Alors comment gagner en objectivité ? Comme de très nombreux philosophes, Épictète nous invite à être vigilant à nos pensées. Il utilise la métaphore du gardien de nuit qui ne laisse pas entrer n’importe qui dans la ville ou dans la maison, ou alors celle du vérificateur de monnaie qui, lorsqu’on lui présente une pièce, la regarde, la soupèse, vérifie le métal et l’effigie.
Pour Épictète, surveiller nos pensées ce n’est pas seulement constater leur présence, c’est aussi être capable de reconnaître si l’on est ou pas atteint ou ému par la chose à laquelle l’on pense et pourquoi. Car c’est l’attachement à une idée ou l’émotion suscitée par un problème qui vont colorer la situation d’une couleur particulière. Nous avons tous expérimenté que parfois nous nous énervons là où d’autres ne réagissent pas devant la même situation.

Ce qui dépend de nous, ce qui ne dépend pas de nous.

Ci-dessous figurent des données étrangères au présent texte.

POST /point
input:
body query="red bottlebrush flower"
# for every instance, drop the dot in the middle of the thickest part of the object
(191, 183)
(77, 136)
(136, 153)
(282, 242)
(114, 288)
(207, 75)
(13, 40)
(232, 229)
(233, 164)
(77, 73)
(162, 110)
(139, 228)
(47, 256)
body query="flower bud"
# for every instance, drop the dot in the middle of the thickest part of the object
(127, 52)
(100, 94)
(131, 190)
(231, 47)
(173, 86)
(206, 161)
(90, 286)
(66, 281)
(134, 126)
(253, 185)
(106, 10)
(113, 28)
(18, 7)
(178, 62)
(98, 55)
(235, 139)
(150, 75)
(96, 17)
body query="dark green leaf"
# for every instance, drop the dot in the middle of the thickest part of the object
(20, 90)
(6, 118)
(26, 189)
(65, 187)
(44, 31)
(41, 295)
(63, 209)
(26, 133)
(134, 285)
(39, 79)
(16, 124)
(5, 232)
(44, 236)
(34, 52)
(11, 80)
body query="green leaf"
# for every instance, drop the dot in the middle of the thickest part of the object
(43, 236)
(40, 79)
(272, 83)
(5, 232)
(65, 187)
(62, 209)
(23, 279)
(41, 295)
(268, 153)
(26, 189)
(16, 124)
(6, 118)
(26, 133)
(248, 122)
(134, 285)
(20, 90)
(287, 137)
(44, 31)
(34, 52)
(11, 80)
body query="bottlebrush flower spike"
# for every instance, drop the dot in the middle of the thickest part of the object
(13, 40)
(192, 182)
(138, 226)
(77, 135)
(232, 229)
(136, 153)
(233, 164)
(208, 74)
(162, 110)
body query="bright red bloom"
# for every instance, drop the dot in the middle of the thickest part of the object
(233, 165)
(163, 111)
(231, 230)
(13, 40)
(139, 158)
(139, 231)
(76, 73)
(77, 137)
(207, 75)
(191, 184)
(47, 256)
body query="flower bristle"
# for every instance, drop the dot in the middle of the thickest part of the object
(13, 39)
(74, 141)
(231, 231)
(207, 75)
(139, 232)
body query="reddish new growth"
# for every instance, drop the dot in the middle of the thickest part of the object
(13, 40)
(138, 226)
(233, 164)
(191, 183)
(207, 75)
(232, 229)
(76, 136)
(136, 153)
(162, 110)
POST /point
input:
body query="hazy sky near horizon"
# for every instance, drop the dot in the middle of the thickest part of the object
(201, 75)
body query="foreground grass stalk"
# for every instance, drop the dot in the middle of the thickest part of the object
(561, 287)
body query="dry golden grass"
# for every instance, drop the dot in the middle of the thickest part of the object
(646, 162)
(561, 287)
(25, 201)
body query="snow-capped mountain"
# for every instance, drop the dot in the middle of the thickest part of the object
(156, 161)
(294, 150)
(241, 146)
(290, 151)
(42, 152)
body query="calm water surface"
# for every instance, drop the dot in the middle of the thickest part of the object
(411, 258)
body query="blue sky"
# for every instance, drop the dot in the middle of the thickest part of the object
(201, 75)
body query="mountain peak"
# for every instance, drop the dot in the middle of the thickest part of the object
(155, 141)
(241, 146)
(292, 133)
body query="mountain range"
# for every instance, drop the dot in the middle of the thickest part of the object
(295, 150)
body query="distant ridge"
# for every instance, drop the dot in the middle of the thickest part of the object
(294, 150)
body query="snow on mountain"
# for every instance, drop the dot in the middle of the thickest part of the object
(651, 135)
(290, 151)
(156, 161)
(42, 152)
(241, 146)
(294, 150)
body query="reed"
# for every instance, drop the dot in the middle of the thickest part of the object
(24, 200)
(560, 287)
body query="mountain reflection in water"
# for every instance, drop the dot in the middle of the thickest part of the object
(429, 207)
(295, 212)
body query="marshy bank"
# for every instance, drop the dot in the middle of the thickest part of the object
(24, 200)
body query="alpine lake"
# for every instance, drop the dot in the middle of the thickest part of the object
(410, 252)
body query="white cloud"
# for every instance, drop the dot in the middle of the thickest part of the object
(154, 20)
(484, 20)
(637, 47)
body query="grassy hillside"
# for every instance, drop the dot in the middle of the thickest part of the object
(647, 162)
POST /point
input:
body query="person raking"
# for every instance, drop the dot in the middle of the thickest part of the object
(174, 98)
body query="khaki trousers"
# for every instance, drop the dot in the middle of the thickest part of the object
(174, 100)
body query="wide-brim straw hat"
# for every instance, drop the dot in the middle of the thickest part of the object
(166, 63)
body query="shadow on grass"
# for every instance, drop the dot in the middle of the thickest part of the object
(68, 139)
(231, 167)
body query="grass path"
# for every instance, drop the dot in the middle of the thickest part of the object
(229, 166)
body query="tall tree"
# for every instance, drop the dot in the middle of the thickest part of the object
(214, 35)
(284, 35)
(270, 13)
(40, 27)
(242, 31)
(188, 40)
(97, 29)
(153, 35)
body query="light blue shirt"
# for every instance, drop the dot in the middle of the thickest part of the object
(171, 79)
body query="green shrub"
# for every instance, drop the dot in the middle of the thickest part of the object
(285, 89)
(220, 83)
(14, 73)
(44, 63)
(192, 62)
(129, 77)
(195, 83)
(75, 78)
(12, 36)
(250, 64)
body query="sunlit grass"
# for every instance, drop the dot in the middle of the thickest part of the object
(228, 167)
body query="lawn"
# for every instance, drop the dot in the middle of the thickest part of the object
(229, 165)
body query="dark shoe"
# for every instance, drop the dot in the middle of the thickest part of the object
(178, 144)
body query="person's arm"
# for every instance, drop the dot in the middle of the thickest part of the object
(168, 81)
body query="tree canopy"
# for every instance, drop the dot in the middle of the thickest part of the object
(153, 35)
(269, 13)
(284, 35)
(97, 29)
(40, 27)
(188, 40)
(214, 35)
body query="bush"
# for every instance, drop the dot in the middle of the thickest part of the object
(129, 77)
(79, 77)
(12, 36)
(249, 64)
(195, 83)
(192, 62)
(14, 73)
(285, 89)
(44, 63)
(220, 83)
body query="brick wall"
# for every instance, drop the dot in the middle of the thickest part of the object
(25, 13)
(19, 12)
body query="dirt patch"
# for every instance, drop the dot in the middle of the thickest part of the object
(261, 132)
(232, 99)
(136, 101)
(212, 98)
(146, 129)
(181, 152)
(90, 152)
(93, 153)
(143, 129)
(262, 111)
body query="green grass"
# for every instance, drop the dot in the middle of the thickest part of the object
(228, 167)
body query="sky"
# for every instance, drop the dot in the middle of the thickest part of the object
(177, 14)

Ayant repéré nos pensées, il faut donc s’entraîner à plus de détachement. « Pouvez-vous faire machine arrière en pensée et ainsi saisir toutes choses ? Donner la vie et la nourrir, avoir sans posséder, agir sans attentes, diriger sans essayer de contrôler : voici la vertu suprême » nous exhorte Lao Tseu. Dans ce sens, Épictète recommandait à ses élèves un exercice de contrôle des pensées. Il s’agissait de pratiquer l’application du critère ce qui dépend de nous et ce qui n’en dépend pas : « Le père d’un tel l’a déshérité. Que t’en semble ? – Cela ne dépend pas de nous, ce n’est pas un mal… – Il s’en est affligé. – Cela dépend de nous, c’est un mal. – Il l’a vaillamment supporté. – Cela dépend de nous, c’est un bien. » De telles pratiques nous permettent de gagner de la distance vis-à-vis d’un certain nombre de problèmes.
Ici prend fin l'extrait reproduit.